Hanne shrugs. “I guess it’s possible. Though there’s nothing specific that points to it, besides the fact that her parents died just before the murders. Do we know if there’s any connection between Emma and Calderón? Besides the timing of the murders, that is?”
Manfred crosses his arms over his chest. Closes his eyes. “We haven’t been looking for that kind of a connection.”
“Maybe we should have,” Hanne says.
“There’s a lot we should have done,” Manfred mutters under his breath.

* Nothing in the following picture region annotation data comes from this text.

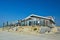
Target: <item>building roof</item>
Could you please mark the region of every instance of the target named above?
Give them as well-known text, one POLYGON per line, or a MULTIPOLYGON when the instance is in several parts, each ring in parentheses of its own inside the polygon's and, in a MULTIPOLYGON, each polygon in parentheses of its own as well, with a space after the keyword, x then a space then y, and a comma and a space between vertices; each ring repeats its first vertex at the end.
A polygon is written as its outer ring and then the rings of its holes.
MULTIPOLYGON (((49 19, 49 20, 51 20, 52 22, 54 22, 54 19, 53 19, 52 16, 44 17, 44 16, 35 15, 35 14, 29 15, 28 17, 24 18, 23 20, 26 20, 26 19, 30 18, 31 16, 36 16, 36 17, 40 17, 40 18, 44 18, 44 19, 49 19)), ((54 23, 55 23, 55 22, 54 22, 54 23)))

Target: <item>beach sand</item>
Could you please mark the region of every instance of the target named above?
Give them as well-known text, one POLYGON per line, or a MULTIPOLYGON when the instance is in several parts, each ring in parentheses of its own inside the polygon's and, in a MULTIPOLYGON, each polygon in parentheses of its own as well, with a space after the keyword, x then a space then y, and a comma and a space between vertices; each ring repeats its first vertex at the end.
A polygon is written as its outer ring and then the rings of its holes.
POLYGON ((40 35, 29 35, 20 34, 17 32, 0 32, 0 40, 60 40, 60 28, 59 32, 55 34, 40 34, 40 35))

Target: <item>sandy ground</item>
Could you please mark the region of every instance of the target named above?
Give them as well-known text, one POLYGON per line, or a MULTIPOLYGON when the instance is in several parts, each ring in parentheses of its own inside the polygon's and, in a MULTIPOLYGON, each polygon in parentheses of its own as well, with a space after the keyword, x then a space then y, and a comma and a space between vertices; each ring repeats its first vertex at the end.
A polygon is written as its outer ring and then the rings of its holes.
POLYGON ((60 40, 60 32, 55 34, 23 35, 15 32, 1 31, 0 40, 60 40))

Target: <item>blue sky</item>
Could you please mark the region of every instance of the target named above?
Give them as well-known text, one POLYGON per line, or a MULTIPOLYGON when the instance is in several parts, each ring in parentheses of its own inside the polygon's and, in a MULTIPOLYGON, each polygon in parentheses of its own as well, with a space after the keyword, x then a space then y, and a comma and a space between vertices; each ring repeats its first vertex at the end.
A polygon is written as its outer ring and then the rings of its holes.
POLYGON ((31 14, 54 16, 60 26, 60 0, 0 0, 0 26, 31 14))

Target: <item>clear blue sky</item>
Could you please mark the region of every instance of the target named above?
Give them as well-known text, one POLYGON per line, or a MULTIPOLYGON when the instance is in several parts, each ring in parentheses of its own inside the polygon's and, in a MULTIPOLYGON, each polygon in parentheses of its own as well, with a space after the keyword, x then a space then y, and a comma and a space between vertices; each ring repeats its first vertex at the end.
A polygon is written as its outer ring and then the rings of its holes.
POLYGON ((56 25, 60 26, 60 0, 0 0, 0 26, 30 14, 54 16, 56 25))

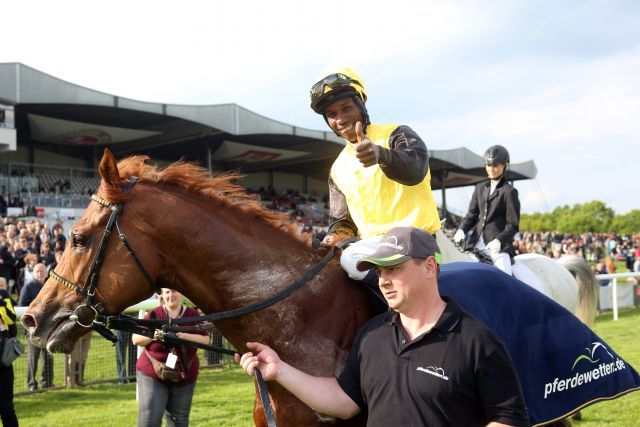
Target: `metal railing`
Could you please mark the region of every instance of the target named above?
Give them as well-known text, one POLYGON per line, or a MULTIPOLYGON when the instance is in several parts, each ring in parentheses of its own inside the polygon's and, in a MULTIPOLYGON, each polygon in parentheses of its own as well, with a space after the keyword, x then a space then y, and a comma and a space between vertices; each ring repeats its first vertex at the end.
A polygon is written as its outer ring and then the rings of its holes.
POLYGON ((629 277, 640 277, 640 272, 596 274, 597 280, 611 280, 613 320, 618 320, 618 279, 625 279, 629 277))

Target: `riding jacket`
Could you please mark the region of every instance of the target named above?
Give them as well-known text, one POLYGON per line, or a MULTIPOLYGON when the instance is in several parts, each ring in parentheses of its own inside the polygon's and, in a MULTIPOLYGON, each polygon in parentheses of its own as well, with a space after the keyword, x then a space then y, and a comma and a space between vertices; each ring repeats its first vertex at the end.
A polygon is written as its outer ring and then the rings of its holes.
POLYGON ((429 154, 422 139, 408 126, 373 123, 366 136, 383 148, 378 164, 364 167, 355 144, 347 142, 331 167, 329 215, 334 222, 328 234, 366 238, 398 226, 438 231, 429 154))
POLYGON ((513 188, 504 176, 491 195, 490 187, 491 181, 476 185, 469 203, 469 212, 462 220, 460 229, 465 233, 473 229, 466 242, 468 246, 475 245, 482 235, 485 244, 498 239, 500 252, 506 252, 513 257, 513 237, 518 232, 520 223, 518 190, 513 188))

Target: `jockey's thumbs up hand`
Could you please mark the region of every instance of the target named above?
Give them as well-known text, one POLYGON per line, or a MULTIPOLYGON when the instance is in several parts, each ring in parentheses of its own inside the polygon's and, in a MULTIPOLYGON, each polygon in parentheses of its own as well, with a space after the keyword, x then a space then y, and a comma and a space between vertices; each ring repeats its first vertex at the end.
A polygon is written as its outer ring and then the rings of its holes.
POLYGON ((356 157, 364 167, 373 166, 380 158, 380 147, 373 144, 362 132, 362 122, 356 123, 356 157))
POLYGON ((487 244, 487 249, 492 254, 497 254, 498 252, 500 252, 501 247, 502 247, 502 243, 500 243, 500 240, 498 239, 493 239, 487 244))
POLYGON ((455 243, 460 243, 464 240, 464 231, 461 228, 456 231, 456 234, 453 235, 453 241, 455 243))

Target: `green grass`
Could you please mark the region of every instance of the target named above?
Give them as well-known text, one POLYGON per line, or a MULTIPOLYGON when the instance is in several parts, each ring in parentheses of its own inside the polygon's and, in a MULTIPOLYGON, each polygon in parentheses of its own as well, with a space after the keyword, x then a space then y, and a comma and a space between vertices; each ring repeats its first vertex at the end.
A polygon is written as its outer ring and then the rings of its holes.
MULTIPOLYGON (((595 332, 622 358, 640 369, 640 308, 620 310, 596 319, 595 332)), ((251 426, 255 396, 251 378, 235 365, 201 372, 191 409, 192 426, 251 426)), ((21 426, 134 426, 135 384, 98 384, 16 397, 21 426)), ((640 392, 600 402, 582 411, 577 427, 635 427, 640 418, 640 392)))

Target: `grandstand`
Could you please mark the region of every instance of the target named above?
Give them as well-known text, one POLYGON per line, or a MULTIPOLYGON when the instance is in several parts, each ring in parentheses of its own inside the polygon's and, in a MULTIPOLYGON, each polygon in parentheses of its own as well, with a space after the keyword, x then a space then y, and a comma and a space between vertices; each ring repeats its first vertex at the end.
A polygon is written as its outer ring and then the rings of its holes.
MULTIPOLYGON (((0 188, 45 216, 78 216, 98 183, 105 148, 118 158, 185 159, 209 170, 238 170, 250 188, 327 191, 344 141, 331 132, 276 121, 236 104, 171 105, 106 94, 19 63, 0 64, 0 188), (60 211, 60 209, 66 209, 60 211), (75 209, 77 211, 72 211, 75 209)), ((482 157, 466 148, 431 150, 432 188, 485 179, 482 157)), ((510 179, 531 179, 533 161, 512 164, 510 179)), ((443 215, 444 216, 444 215, 443 215)))

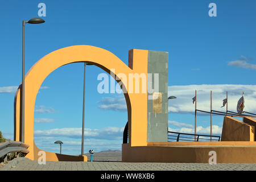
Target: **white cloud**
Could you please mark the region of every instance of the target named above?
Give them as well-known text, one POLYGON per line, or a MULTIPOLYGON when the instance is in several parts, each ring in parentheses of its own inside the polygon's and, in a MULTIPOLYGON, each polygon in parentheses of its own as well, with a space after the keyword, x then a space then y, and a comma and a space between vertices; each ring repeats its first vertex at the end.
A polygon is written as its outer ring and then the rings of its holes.
MULTIPOLYGON (((179 133, 185 133, 193 134, 195 133, 194 127, 188 128, 188 127, 181 127, 179 129, 172 129, 168 127, 169 131, 179 132, 179 133)), ((212 125, 212 133, 213 134, 221 135, 222 131, 222 127, 220 127, 217 125, 212 125)), ((199 126, 196 127, 196 133, 197 134, 203 134, 209 135, 210 133, 210 126, 203 127, 201 126, 199 126)))
POLYGON ((192 98, 197 90, 197 109, 210 111, 210 93, 212 90, 213 110, 226 111, 222 106, 222 100, 226 98, 226 91, 228 92, 229 110, 236 111, 237 101, 245 92, 245 111, 256 113, 256 85, 191 85, 169 86, 169 96, 175 96, 176 99, 168 101, 169 113, 195 113, 195 105, 192 98))
POLYGON ((250 64, 248 63, 251 60, 251 58, 247 58, 242 55, 237 60, 229 62, 228 65, 238 68, 256 70, 256 64, 250 64))
POLYGON ((256 70, 256 64, 248 63, 246 61, 237 60, 230 61, 228 65, 238 68, 256 70))
MULTIPOLYGON (((124 127, 108 127, 101 129, 85 129, 84 135, 86 137, 117 140, 122 139, 124 127)), ((53 129, 46 130, 36 130, 35 136, 65 136, 73 138, 79 138, 82 136, 82 128, 62 128, 53 129)))
POLYGON ((98 103, 100 104, 98 107, 103 110, 119 111, 127 111, 126 102, 124 96, 115 97, 103 97, 98 103))
POLYGON ((35 118, 35 122, 37 123, 52 123, 56 119, 50 118, 35 118))
POLYGON ((193 126, 192 125, 180 123, 179 122, 175 121, 168 121, 168 123, 169 125, 174 125, 175 126, 179 127, 185 127, 190 128, 190 129, 192 129, 193 127, 193 126))

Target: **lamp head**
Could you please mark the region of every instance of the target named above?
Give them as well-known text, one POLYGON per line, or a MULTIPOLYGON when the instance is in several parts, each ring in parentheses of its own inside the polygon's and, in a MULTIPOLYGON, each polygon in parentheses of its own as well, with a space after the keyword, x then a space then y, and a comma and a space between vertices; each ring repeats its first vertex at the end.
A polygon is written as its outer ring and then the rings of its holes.
POLYGON ((38 23, 44 23, 45 21, 39 17, 35 17, 31 19, 27 23, 31 23, 31 24, 38 24, 38 23))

Steps approach from the stairs, and a few seconds later Bergdahl enters. “The aunt was awake. I sent a car to pick her up. She’ll be here in twenty.”
—
While waiting for Emma Bohman’s aunt to arrive, I go outside with Manfred to smoke a cigarette. He asks Hanne to come too, and she hangs her coat over her shoulders and takes her little notebook along, as if she’s going to take notes outside.
When the police station became smoke-free, it forced us inveterate nicotine addicts out onto the balconies or into the street in order to practice our harmful habit. We go to the small terrace on the second floor, which overlooks the courtyard. Two snow-covered terra-cotta pots with long-dead plants function as ashtrays, but there are butts lying in droves next to them, like fallen fruit next to an old fruit tree. The sky is black and starless above the city, and the cold stings your cheeks.
“That thing you said about Emma Bohman and Angelica Wennerlind,” Manfred begins, and turns to Hanne. “That they claimed to have relationships with Jesper Orre. What exactly did you mean by that?”
Hanne’s eyes look away, across the clumsy buildings and into the city. She fiddles with her notepad and says:
“I meant exactly what I said. We can’t know if they were telling the truth or lying.”
“Why would they lie about something like that?”
Hanne shrugs, squeezes out a wry smile.
“Why do people lie? Maybe to seem more exciting or interesting. Or maybe they believe it themselves.”
“Now I’m not following,” Manfred says, and lights a cigarette.
“You could be suffering from a delusion. They’re not unusual among psychotic patients. There are many examples of people who believed they had a relationship with someone without ever meeting them in real life. There’s even a medical term for the phenomenon—erotomania. Often people suffering from these delusions fall headlong in love with a celebrity or
some authority figure, and sometimes they’re convinced they’ve lived together for many years. Maybe even married them and had children together.”
“A celebrity or authority figure. Like the CEO of the company you work for?” I ask.
“Exactly,” Hanne says, and meets my gaze. “And they believe that love is reciprocated, even though it’s not.”
It feels like Hanne is speaking directly to me, and something inside me breaks. Cracks like a dry branch under a boot. For a second, I wonder if I might have imagined everything that has happened over the past few days: our calls, the night at her house, the walk in the snow on Söder Mälarstrand. The palpable feeling of closeness might just be something that my brain conjured up in the absence of any other close relationships in my life, or maybe to lessen the weight of the debt I will never be able to repay.
Manfred stubs his cigarette out against the wall and looks at his watch.
“It’s a quarter after. The aunt will be here any minute. We should go back in.”
—
Lena Brogren is in her sixties and extremely overweight. She’s wearing a tentlike, floral-patterned tunic that reaches to her knees and a pair of pilled leggings. Her feet are wedged into fur boots, which look like two small dogs crowding around her legs. When she says hello to us, I’m struck by how scared she seems. Her eyes flicker between us, and she fiddles with the cigarette pack she holds in her hand.
“I guess you can’t smoke in here?” she asks.
Her voice is strangely bright and clear—she’d make a positive contribution to any choir—and contrasts sharply with her large body and haggard, shiny face.
“Sorry,” Manfred says.
The woman nods and looks at me.
“Little Emma. What has she done now?” she asks in a quiet voice, shaking her head slowly, so that her double chins start to swing.